Alex Ovechkin, 38, starts the season 72 goals behind Wayne Gretzky for the NHL’s all-time goal-scoring lead and while he won’t get there this year, he’s almost guaranteed to be No. 1 sometime in 2024-25. And just like Gordie Howe was on hand to congratulate Gretzky when Howe was surpassed, the Great One will be on hand to put the crown on the Great 8’s head when the inevitable happens.
T-Mobile Arena in Las Vegas will remain the most rambunctious, boisterous and raucous arena in the league and it may play a role in a Stanley Cup repeat for the Golden Knights.
Auston Matthews’ name will be the one most frequently mentioned on Sportsnet and TSN this winter, followed by Mitch Marner, John Tavares, Sheldon Keefe and Brad Treliving.
Arizona owner Alex Meruelo will tell Coyotes’ fans and the league that a new 20,000-seat arena is in the planning stages. Next year, he’ll say the same thing. The year after, ditto.
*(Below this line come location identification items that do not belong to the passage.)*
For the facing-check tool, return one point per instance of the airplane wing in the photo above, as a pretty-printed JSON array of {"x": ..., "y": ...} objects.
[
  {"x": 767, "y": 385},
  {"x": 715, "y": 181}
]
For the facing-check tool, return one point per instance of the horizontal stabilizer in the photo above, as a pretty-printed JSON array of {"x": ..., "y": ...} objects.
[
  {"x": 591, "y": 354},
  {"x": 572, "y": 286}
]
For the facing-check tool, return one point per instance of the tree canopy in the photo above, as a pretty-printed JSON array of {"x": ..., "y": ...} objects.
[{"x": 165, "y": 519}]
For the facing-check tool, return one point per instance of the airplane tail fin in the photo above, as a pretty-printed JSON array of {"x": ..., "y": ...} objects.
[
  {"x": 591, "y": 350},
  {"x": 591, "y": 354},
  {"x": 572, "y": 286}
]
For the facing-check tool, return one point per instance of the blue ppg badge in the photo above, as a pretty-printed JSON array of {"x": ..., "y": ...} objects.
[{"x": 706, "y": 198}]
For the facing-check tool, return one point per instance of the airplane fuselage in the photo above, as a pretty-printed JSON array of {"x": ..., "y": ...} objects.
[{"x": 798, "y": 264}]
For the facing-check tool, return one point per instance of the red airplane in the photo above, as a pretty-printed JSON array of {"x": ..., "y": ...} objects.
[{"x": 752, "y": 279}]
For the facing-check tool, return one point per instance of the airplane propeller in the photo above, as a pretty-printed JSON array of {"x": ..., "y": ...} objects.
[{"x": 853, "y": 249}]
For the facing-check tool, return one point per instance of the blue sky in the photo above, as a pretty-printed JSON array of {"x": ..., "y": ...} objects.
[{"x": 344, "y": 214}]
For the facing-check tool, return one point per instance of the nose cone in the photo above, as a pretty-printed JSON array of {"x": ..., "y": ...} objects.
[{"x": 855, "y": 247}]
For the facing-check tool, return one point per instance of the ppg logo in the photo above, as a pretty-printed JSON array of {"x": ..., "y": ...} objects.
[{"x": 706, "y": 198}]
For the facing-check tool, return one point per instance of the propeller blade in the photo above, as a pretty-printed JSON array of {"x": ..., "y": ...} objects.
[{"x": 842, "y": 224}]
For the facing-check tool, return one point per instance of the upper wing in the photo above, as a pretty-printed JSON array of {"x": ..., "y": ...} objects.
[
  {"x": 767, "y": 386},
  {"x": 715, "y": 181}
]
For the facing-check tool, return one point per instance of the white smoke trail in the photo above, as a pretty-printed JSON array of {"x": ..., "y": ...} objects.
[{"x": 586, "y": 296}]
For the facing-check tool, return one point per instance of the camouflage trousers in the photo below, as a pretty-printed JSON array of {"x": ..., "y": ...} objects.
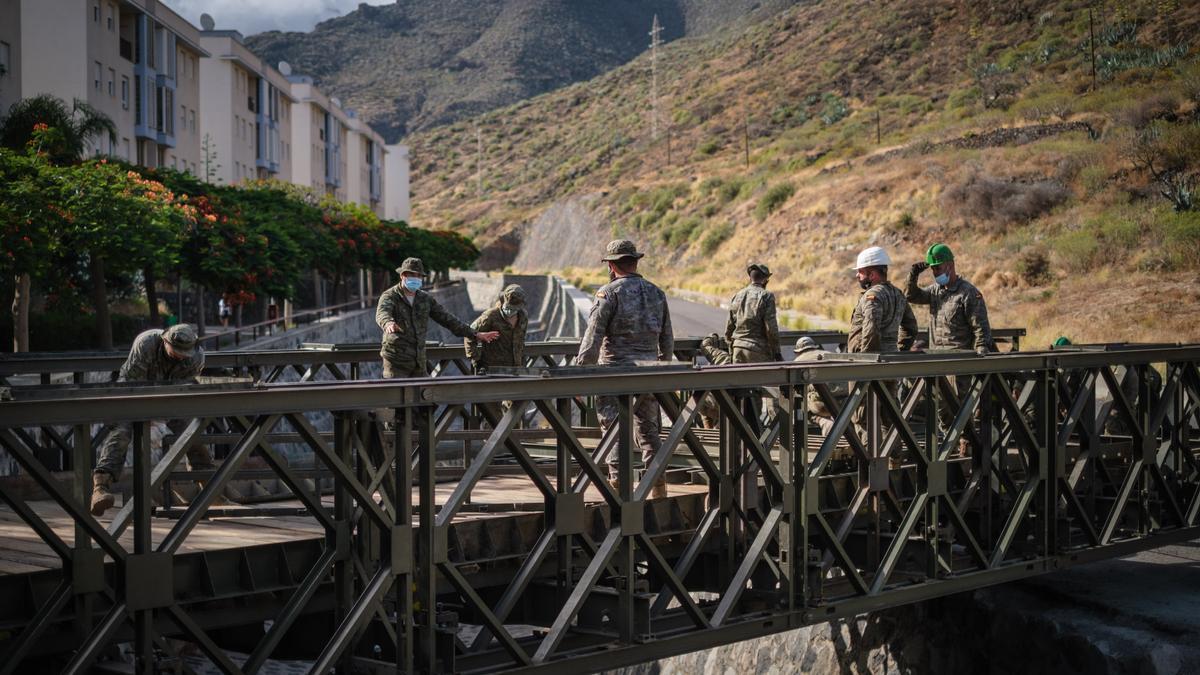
[
  {"x": 393, "y": 369},
  {"x": 117, "y": 446},
  {"x": 647, "y": 426}
]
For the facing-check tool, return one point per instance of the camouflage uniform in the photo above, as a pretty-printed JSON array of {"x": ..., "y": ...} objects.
[
  {"x": 148, "y": 362},
  {"x": 753, "y": 328},
  {"x": 882, "y": 321},
  {"x": 629, "y": 322},
  {"x": 403, "y": 352},
  {"x": 508, "y": 350},
  {"x": 958, "y": 316}
]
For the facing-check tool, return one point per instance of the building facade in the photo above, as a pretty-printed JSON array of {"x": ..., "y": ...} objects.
[
  {"x": 196, "y": 100},
  {"x": 246, "y": 112},
  {"x": 132, "y": 60}
]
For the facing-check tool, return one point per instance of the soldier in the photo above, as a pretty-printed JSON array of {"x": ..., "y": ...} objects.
[
  {"x": 882, "y": 320},
  {"x": 807, "y": 351},
  {"x": 403, "y": 314},
  {"x": 629, "y": 322},
  {"x": 157, "y": 357},
  {"x": 753, "y": 328},
  {"x": 958, "y": 316},
  {"x": 509, "y": 320}
]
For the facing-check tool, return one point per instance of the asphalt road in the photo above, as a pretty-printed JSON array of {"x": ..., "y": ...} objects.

Meanwhile, the 5,000-seat Mullet Arena, one of the NHL’s biggest embarrassments, will remain the cozy little home of the ’Yotes.
Janice Hough of leftcoastsportsbabe.com, after San Francisco Giants fired manager Gabe Kapler with three games to go: “Not always fan of Gabe Kapler's decisions and not sure how much he was told to make those decisions. But this 2023 SF Giants season feels a bit like putting a bus together with cheap spare parts and then firing bus driver when bus breaks down.”
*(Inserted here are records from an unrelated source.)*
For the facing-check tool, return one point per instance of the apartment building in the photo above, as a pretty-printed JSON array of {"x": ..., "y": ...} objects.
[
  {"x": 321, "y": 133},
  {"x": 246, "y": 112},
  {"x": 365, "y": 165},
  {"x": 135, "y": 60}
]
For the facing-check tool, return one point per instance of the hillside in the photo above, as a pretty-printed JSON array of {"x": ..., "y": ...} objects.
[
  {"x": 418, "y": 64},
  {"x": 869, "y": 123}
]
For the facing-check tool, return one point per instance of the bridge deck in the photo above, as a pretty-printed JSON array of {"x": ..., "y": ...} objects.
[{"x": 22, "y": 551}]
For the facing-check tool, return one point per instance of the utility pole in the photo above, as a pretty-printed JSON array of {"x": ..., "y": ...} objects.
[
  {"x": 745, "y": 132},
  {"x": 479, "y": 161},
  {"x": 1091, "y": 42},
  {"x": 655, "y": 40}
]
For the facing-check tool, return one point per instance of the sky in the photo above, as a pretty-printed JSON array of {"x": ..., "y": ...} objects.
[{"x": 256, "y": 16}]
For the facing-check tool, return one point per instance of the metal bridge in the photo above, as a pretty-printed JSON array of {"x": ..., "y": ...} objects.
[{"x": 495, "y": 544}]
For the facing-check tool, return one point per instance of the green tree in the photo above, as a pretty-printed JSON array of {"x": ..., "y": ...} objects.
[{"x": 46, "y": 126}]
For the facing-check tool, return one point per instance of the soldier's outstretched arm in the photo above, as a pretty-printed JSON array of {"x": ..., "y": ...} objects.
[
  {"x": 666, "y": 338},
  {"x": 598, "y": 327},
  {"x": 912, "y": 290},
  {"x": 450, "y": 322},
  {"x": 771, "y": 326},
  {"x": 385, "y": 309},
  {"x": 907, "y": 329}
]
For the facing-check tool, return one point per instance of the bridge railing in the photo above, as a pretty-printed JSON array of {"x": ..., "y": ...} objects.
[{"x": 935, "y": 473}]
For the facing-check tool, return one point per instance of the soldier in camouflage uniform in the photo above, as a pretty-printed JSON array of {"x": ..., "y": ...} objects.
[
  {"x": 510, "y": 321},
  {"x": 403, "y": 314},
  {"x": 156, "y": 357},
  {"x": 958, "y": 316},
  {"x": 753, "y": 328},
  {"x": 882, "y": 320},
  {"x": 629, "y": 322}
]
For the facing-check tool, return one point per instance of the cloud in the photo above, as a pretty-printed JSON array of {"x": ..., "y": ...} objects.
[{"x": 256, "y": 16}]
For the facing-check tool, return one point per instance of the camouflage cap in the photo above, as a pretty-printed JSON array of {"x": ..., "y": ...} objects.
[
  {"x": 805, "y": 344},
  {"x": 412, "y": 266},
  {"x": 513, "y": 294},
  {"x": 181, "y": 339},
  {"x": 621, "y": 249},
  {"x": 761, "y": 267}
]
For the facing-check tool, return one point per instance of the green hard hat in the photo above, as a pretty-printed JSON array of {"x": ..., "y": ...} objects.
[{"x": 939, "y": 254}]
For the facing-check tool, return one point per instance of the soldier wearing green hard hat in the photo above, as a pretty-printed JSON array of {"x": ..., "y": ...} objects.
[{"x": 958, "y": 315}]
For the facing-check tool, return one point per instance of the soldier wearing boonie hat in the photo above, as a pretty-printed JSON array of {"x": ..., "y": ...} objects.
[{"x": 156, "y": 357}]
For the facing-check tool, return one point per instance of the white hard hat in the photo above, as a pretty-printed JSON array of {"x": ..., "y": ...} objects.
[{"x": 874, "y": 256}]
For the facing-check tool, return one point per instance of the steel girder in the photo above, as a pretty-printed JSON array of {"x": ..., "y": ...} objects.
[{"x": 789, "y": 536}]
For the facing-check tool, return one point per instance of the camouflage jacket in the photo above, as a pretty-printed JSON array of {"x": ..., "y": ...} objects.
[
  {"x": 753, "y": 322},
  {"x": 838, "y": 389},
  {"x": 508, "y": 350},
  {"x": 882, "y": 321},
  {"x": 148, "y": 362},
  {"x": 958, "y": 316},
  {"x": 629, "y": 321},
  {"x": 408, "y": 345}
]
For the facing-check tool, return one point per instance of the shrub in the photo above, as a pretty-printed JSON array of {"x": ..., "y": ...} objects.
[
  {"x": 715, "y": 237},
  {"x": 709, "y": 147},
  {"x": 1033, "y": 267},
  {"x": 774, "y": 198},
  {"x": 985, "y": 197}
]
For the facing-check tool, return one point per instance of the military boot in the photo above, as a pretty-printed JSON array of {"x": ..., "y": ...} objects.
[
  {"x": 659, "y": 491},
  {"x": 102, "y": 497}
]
Super 70s Sports, on Twitter: “It’s going to be interesting explaining to someone why Pete Rose isn’t in the Hall of Fame when we inevitably end up at the 2040 DraftKings Hall of Fame Induction Weekend Presented by FanDuel.”
Headline at the onion.com: “Stephen A. Smith Recalls Rough Childhood Having To Debate Gang Members.”
Writer Tom Kershaw of The Times of London: “(American golfer Brooks) Koepka . . . seems to pride himself on bearing all the charm of a bush of thorns.”
NBC late night host Jimmy Fallon, on getting back to work following a five-month writers’ strike: “I’m more excited than a Jets fan during the first three plays of the season.”
Vancouver comedy guy Steve Burgess, on X: “Jays’ season is over. Once again it's time to transition to getting punched in the face by the Canucks instead.”
Headline on the Canadian parody website The Beaverton: “Blue Jays admit the only reason they made playoffs was so bigger audience could experience frustration of watching them.”
Former Florida State coach Bobby Bowden about one of his players: “He doesn’t know the meaning of the word ‘fear’. In fact, I just saw his grades and he doesn’t know the meaning of a lot of words.”
Headline at the onion.com: “Ben Simmons Posts Video Of Himself Prepping For Season By Sitting On Bench In A Suit”
Steve Simmons of SunMedia, on Blue Jays’ GM Ross Atkins telling the media that management had nothing to do with the decision to pull starter Jose Berrios in the fourth inning of a 0-0 playoff game with the Twins: “He would also like you to believe in Santa Claus, the tooth fairy, weather reports and the Easter Bunny.”